The MHLW/PMDA request applicants to demonstrate that there are high medical needs satisfying one of the following criteria: there is no appropriate alternative drug or treatment, and high efficacy or safety is expected compared with existing products. So, the scientific submission section in Japan has similarities with a European submission. Such similarities in format and criteria could help to reduce the administrative burden for sponsors considering submission to the two systems.

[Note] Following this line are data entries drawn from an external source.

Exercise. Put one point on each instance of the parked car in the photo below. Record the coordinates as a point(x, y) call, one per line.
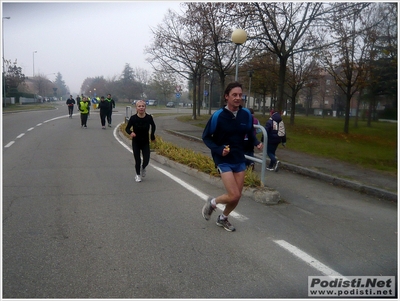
point(152, 102)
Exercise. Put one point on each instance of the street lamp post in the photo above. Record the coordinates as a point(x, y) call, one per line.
point(33, 59)
point(4, 73)
point(239, 36)
point(250, 75)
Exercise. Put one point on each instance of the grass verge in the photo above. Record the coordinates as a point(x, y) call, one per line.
point(372, 147)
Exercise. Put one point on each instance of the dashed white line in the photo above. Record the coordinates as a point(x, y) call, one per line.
point(282, 243)
point(189, 187)
point(9, 144)
point(307, 258)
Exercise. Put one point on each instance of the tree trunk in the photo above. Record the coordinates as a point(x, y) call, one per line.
point(281, 83)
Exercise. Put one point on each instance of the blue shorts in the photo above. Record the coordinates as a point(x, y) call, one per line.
point(225, 167)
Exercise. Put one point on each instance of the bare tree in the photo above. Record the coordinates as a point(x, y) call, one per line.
point(303, 72)
point(179, 46)
point(285, 28)
point(346, 59)
point(163, 84)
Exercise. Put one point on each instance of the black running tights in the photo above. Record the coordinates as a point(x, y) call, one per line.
point(145, 148)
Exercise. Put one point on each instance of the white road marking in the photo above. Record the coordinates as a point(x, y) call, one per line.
point(307, 258)
point(9, 144)
point(282, 243)
point(187, 186)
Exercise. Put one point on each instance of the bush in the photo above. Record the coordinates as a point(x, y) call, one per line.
point(192, 159)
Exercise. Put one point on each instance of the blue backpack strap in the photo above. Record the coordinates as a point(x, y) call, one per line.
point(214, 119)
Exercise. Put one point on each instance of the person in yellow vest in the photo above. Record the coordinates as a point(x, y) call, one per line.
point(84, 106)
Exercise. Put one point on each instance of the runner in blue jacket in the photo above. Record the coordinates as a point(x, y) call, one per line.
point(224, 135)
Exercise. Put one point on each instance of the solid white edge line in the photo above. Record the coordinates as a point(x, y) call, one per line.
point(308, 259)
point(187, 186)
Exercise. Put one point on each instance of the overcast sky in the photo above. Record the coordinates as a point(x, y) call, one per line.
point(80, 39)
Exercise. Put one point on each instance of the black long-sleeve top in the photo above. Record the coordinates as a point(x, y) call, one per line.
point(141, 127)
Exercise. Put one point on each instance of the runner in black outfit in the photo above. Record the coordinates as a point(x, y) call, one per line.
point(141, 122)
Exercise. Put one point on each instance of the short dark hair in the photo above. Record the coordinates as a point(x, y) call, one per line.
point(230, 86)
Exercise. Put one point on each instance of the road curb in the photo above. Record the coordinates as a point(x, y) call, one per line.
point(263, 195)
point(334, 180)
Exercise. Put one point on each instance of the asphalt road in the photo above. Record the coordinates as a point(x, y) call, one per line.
point(77, 225)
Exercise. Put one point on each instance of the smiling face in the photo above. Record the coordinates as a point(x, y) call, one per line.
point(234, 98)
point(140, 106)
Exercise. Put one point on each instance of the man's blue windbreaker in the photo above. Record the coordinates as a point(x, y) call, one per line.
point(223, 128)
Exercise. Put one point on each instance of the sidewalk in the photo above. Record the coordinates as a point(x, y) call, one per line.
point(339, 173)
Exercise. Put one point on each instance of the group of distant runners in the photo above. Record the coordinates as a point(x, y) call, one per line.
point(106, 105)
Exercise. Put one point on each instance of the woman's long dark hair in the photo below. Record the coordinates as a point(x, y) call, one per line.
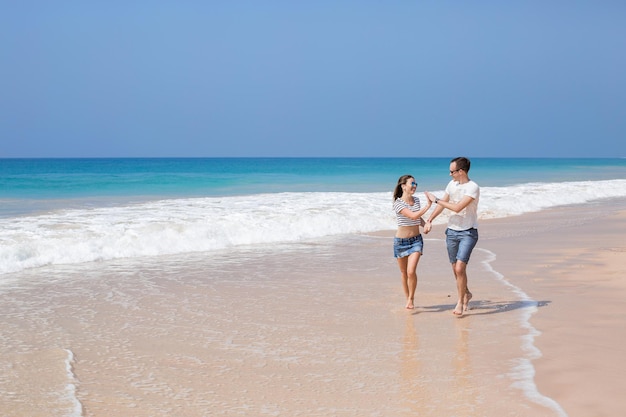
point(397, 192)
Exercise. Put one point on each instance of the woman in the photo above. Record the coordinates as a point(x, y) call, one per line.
point(408, 243)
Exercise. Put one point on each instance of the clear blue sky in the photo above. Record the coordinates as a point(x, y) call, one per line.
point(324, 78)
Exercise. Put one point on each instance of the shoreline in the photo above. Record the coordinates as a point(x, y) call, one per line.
point(572, 259)
point(319, 328)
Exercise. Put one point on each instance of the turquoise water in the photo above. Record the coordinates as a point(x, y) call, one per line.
point(42, 179)
point(69, 211)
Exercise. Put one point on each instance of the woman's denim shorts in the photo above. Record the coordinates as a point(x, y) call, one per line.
point(404, 247)
point(460, 244)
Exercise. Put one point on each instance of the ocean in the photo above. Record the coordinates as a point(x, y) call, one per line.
point(70, 211)
point(253, 286)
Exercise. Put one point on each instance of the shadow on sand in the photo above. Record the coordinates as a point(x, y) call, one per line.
point(482, 307)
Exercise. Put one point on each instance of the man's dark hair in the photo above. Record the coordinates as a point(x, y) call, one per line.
point(462, 163)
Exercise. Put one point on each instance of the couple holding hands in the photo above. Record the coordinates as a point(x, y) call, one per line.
point(461, 199)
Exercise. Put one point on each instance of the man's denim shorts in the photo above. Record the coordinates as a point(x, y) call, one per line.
point(460, 244)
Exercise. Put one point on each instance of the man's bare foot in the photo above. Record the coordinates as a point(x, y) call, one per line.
point(466, 298)
point(458, 310)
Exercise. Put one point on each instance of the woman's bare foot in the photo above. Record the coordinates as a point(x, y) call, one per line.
point(458, 310)
point(466, 298)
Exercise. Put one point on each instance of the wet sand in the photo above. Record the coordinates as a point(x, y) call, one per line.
point(574, 260)
point(320, 329)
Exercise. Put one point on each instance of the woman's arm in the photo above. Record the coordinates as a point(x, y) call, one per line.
point(415, 215)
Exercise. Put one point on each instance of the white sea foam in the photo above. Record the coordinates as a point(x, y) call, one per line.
point(70, 387)
point(206, 224)
point(523, 373)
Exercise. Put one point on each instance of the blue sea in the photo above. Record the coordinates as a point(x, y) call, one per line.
point(69, 211)
point(258, 286)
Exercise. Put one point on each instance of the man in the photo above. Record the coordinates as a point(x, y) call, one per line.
point(461, 197)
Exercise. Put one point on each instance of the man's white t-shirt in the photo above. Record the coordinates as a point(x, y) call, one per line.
point(468, 217)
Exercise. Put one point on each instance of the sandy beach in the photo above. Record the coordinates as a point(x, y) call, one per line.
point(320, 329)
point(573, 260)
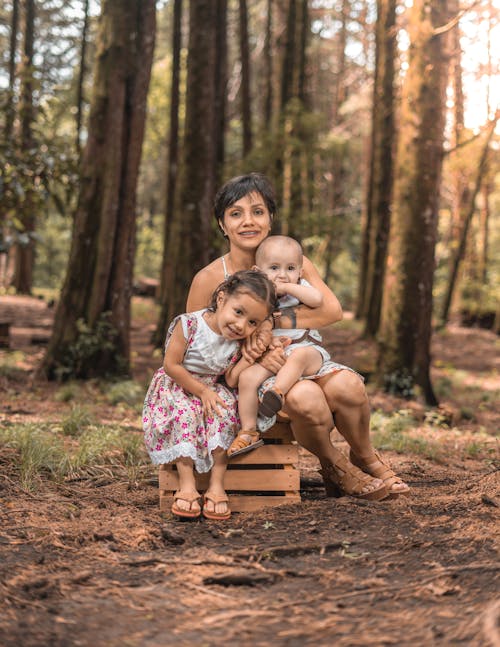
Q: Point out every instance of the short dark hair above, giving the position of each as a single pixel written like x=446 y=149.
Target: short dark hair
x=252 y=282
x=240 y=186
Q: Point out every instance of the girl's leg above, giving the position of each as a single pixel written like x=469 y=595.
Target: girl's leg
x=248 y=400
x=347 y=398
x=300 y=362
x=312 y=421
x=216 y=483
x=187 y=485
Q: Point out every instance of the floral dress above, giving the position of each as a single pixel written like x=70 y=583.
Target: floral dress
x=173 y=421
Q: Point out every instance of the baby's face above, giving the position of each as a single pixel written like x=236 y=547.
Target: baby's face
x=281 y=264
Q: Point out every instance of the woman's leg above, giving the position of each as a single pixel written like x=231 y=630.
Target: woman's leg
x=216 y=483
x=347 y=399
x=187 y=485
x=312 y=421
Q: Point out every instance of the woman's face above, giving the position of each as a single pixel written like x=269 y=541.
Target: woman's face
x=247 y=222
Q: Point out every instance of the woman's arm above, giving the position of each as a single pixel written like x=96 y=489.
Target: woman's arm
x=203 y=285
x=301 y=316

Japan participated in the latest Joint Orphan Workshop with the FDA and the EMA, which was held in London, UK, in March 2014. These meetings allowed sponsors to discuss regulatory considerations in Japan and Europe as well as incentive programmes, with the hope that this will help to create greater efficiencies in post-designation product development and marketing authorisation submissions. The EMA has had discussions with the PMDA regarding similarities and differences in the scientific advice process regarding products that have obtained an orphan designation.

Conclusion

Many countries have introduced a combination of regulations and policies for orphan drugs in the last two decades. Through parallel submissions and greater transparency of incentive programmes, having early and frequent interactions with regulators, it is hoped that a more global approach to the development of orphan medicines can be fostered, ultimately leading to greater benefits for patients with rare diseases.